Clinical Trials in Patients 6 Years and Younger
Study 3 was a 52-week, open-label, uncontrolled study of 20 MPS I patients, ages 6 months to 5 years old (at enrollment). Sixteen patients were clinically assessed as having the Hurler form, and 4 had the Hurler-Scheie form. All 20 patients received ALDURAZYME at 0.58 mg/kg of body weight once weekly for 26 weeks and up to 52 weeks. All patients were treated with antipyretics and antihistamines prior to the infusions.
The most commonly reported serious adverse events (regardless of relationship) reported with ALDURAZYME infusions in Study 3 were otitis media (20%), and central venous catheterization required for ALDURAZYME infusion (15%).

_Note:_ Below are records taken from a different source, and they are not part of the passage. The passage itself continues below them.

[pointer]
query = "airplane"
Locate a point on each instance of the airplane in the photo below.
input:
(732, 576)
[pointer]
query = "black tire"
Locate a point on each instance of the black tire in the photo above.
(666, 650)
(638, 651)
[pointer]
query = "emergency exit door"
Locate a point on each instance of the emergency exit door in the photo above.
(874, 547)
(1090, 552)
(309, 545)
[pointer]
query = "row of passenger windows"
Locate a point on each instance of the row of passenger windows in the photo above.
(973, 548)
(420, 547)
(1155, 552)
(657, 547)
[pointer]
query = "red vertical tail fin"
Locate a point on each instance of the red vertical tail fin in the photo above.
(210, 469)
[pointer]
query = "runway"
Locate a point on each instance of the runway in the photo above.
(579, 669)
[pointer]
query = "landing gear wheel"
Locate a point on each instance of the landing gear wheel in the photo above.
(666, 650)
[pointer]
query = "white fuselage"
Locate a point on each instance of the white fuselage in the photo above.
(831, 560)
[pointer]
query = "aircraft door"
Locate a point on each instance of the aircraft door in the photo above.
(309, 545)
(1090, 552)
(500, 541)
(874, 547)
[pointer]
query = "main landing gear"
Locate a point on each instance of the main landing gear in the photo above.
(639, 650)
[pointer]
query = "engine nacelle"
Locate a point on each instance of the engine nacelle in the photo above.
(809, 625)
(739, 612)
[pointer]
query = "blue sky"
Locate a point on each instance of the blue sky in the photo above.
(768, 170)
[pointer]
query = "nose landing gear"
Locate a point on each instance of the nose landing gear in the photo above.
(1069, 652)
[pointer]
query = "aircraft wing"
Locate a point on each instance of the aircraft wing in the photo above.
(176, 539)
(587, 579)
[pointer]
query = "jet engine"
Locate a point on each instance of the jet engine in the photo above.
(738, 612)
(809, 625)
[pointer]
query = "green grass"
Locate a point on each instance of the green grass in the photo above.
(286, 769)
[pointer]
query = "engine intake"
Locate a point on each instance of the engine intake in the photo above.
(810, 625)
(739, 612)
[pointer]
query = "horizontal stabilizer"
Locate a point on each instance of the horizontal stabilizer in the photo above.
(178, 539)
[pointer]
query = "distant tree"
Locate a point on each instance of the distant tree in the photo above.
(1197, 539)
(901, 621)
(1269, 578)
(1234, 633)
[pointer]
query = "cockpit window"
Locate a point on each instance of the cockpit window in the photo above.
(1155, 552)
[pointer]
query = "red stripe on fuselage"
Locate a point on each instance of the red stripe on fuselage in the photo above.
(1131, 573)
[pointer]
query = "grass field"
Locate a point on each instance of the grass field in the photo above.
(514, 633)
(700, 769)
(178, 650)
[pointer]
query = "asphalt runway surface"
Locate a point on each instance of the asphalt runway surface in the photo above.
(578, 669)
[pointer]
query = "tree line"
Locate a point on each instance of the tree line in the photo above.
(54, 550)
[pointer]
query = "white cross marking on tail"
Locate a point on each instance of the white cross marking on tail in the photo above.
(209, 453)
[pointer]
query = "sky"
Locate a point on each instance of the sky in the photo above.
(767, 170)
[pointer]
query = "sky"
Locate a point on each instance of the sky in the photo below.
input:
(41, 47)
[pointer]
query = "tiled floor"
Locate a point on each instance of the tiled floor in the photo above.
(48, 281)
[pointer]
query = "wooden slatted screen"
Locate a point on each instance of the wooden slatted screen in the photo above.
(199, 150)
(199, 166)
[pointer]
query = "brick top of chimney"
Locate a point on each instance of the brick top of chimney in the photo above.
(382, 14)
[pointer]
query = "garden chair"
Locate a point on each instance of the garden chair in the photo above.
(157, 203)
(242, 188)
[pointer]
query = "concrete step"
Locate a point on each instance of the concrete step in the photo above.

The nature and severity of infusion reactions were similar between the older and less severely affected patients in Studies 1 and 2, and the younger, more severely affected patients in Study 3. The most commonly reported adverse reactions in Study 3 were infusion reactions reported in 35% (7 of 20) of patients and included pyrexia (30%), chills (20%), blood pressure increased (10%), tachycardia (10%), and oxygen saturation decreased (10%). Other commonly reported infusion reactions occurring in ≥5% of patients were pallor, tremor, respiratory distress, wheezing, crepitations (pulmonary), pruritus, and rash.